In 1971, scientists started an experiment. They took 5 male lizards and 5 female lizards of the species _Podarcis sicula_ from a tiny Adriatic island called Pod Kopiste, 0.09km2, and they placed them on an even tinier island, Pod Mrcaru, 0.03km2, which was also inhabited by another lizard species, _Podarcis melisellensis_. Then a war broke out, the Croatian War of Independence, which went on and on and meant the little islands were completely neglected for 36 years, and nature took its course. When scientists finally returned to the island and looked around, they discovered that something very interesting had happened.


----------



## Retic (May 15, 2008)

Interesting stuff, I thought evolution was just a crazy rumour


----------



## Kirby (May 15, 2008)

i wonder if this is purely adaption over evolution. did the original species never ever have the capability to section off for digestion, even tho they were ALWAYS omnivorous.. they seem to be simply adapting to the diet, and their body, skull etc. is changing due to dietary change. 

although the shorter legs etc. has me puddled. perhaps underuse.. they no longer need to chase down food, so they aren't acting fast. 

i'd say the first time an introduced species has done well..


----------



## Veredus (May 15, 2008)

boa said:


> Interesting stuff, I thought evolution was just a crazy rumour


It is, don 't you realise that this was all God's divine will. He needed Lizards with cecal valves for the apocalypse!

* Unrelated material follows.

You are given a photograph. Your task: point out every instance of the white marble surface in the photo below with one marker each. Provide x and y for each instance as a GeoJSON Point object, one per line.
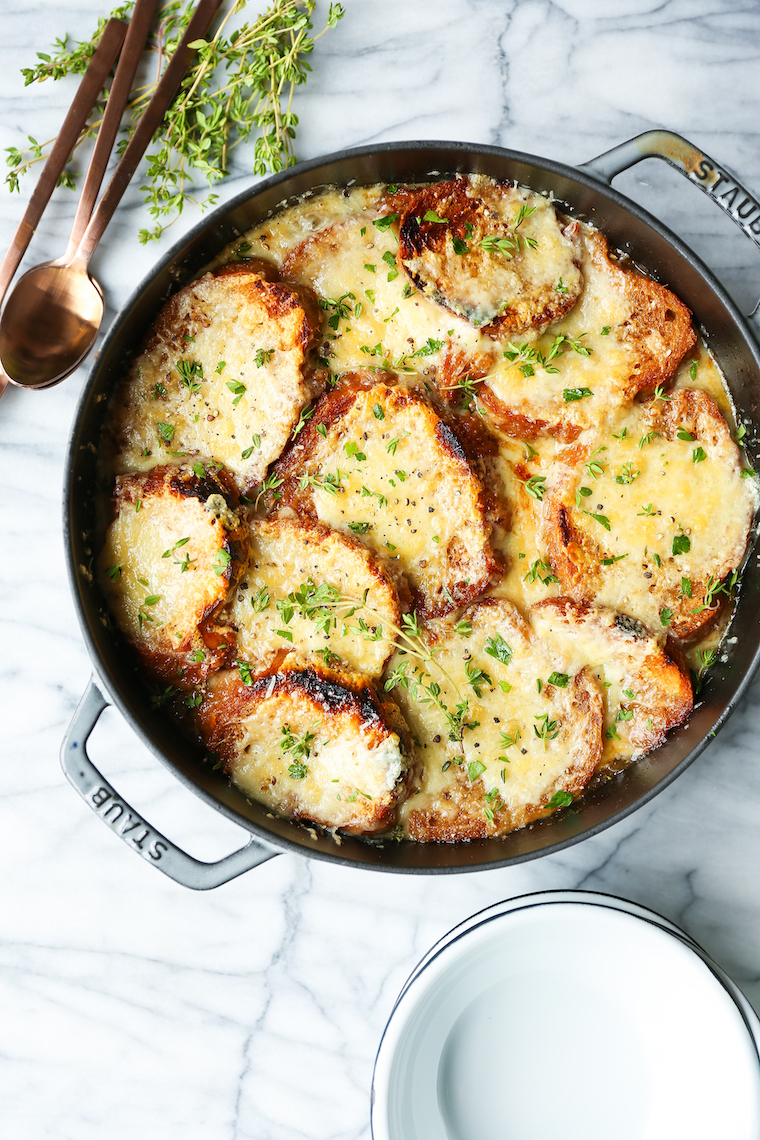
{"type": "Point", "coordinates": [130, 1006]}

On a serious not though, very interesting article, its a shame that one of the lizard species became extinct on the island, I wonder if other populations exist. I personally cannot fathom any reason as to why certain people still strongly deny evolution when so much evidence to support it exists in the world around them. Evolution does not disprove the existence of a God, rather it damages the credibility of a book written a few thousand years ago which surely must be outdated by now with all the knowledge with have aqcuired....


----------



## Chimera (May 15, 2008)

Kirby said:


> i wonder if this is purely adaption over evolution. did the original species never ever have the capability to section off for digestion, even tho they were ALWAYS omnivorous..



No they didn't, the article stated that the cecal valves don't exist in the ancestral population and are an adaptation to a diet that has a higher percentage of vegetable matter (34-61% as opposed to 4-7%).

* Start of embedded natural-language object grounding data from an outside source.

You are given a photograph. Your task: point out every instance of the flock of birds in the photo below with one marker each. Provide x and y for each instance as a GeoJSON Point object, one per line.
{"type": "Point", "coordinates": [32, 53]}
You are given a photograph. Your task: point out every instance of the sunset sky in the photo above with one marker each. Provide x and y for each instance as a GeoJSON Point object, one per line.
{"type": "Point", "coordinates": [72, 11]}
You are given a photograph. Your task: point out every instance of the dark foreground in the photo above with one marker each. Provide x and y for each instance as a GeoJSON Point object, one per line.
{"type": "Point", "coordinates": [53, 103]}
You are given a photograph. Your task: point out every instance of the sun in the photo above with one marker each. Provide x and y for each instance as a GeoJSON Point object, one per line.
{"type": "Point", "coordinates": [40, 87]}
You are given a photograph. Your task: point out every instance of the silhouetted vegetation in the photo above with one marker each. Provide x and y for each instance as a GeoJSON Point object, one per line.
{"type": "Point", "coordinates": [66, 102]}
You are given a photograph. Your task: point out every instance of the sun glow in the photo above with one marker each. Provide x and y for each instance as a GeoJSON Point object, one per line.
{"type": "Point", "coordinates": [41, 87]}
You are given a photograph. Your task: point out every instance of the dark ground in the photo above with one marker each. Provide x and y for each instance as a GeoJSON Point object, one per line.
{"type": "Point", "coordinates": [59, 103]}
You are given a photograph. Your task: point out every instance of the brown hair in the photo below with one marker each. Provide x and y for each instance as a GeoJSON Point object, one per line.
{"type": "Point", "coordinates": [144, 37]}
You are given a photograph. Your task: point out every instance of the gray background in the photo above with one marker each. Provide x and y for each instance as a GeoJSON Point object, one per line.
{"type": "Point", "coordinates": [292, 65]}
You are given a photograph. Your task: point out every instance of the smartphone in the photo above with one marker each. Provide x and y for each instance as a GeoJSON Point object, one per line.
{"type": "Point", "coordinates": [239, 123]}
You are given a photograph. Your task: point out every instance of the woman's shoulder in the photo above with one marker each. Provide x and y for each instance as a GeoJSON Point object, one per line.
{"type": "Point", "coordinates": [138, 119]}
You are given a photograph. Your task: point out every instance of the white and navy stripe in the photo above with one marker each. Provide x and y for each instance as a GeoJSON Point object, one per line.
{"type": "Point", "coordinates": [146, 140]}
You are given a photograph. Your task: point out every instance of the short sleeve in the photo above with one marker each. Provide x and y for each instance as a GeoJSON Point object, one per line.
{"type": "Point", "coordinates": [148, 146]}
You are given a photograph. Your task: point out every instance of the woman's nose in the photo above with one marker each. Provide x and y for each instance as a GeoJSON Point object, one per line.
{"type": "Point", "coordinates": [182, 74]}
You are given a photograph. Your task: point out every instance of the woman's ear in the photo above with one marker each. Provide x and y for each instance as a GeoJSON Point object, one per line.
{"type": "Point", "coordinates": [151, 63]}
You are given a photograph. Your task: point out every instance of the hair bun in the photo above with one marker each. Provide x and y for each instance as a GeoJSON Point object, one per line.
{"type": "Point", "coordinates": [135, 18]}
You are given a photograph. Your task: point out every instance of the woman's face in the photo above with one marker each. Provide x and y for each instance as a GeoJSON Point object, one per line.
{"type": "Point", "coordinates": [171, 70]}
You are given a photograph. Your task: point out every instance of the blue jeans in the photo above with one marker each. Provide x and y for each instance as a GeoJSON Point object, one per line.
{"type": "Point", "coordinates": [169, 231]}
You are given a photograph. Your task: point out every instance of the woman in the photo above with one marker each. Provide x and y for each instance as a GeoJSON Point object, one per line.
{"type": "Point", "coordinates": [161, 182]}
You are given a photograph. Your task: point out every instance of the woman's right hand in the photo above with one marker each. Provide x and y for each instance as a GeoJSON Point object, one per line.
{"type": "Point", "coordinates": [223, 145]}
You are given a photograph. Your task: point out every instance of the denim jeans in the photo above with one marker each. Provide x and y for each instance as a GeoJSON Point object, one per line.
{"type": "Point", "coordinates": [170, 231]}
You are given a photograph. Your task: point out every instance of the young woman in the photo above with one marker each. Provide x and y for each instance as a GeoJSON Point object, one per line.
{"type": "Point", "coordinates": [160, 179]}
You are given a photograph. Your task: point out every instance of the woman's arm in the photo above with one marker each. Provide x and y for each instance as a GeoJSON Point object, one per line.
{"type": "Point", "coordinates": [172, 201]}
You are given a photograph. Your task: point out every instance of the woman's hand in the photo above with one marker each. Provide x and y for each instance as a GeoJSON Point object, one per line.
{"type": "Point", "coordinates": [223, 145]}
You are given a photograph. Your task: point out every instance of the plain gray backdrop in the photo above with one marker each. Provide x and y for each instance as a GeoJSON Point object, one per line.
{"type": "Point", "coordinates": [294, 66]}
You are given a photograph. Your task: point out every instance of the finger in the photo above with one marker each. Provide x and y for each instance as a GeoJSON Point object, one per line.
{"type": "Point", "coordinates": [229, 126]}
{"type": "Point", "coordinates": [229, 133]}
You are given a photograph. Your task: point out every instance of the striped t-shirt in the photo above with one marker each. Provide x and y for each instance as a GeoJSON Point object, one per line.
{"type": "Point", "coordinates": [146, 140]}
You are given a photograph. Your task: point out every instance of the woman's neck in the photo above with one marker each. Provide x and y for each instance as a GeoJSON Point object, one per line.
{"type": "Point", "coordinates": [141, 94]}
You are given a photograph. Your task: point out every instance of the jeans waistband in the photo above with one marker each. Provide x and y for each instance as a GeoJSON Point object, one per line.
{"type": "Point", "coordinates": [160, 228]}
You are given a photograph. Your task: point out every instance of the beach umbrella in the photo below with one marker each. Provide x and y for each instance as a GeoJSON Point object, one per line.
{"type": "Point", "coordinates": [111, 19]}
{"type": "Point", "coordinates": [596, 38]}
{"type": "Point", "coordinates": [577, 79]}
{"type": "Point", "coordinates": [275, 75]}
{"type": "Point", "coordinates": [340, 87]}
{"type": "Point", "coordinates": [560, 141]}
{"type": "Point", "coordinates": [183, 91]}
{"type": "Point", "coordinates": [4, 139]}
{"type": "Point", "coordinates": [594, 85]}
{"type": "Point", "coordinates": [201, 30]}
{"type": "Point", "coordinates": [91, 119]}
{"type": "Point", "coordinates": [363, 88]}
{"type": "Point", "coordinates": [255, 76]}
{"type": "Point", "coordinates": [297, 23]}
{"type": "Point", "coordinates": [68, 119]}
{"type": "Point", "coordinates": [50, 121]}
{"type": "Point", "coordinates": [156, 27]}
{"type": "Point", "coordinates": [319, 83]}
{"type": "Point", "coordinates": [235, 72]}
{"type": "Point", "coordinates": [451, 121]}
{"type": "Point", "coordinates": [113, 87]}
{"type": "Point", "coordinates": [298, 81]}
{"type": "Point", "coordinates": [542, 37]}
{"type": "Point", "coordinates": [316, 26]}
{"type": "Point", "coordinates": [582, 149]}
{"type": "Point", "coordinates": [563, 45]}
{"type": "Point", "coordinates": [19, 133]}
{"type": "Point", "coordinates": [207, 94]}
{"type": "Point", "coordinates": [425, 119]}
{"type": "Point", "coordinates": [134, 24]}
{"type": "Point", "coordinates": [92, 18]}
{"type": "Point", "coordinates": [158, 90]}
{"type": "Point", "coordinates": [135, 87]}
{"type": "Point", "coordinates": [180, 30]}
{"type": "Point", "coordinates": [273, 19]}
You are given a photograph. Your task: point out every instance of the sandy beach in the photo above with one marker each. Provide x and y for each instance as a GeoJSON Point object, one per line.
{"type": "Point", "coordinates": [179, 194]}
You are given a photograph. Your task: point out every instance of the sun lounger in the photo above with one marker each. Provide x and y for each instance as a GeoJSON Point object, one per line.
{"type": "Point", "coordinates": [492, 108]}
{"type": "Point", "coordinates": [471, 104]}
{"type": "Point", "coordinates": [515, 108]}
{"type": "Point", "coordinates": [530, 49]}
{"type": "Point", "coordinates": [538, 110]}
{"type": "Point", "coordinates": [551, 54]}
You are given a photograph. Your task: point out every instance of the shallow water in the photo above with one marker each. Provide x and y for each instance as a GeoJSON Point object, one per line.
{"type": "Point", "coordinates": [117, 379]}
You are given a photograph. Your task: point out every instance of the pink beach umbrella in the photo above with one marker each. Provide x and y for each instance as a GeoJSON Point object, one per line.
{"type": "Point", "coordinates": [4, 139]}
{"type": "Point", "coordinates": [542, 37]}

On your first question, I think adaptation can be considered changes in behaviour brought on by environment changes. This is evolution which extends adaptation to include morphological changes in the biology of the species.


----------



## Hsut77 (May 15, 2008)

Evolution pfffttt. I'm sure The Lord looked down upon them and said, 

'Give forth the little lizard a Cecal Calve, and shorten his running legs as he will now chow on the bounty of the islands trees and grasses' and he saw that it was done and that it was good.


----------



## anguskennedy (May 15, 2008)

Small adaptations such as these, continuously, over a long period of time, IS evolution. Eventually all those small changes add up to what has become a big change over time and the population is so different it can no longer interbreed with the population it originally came from. This is speciation.

What an awesome experiment!


----------



## Kirby (May 15, 2008)

Chimera said:


> On your first question, I think adaptation can be considered changes in behaviour brought on by environment changes. This is evolution which extends adaptation to include morphological changes in the biology of the species.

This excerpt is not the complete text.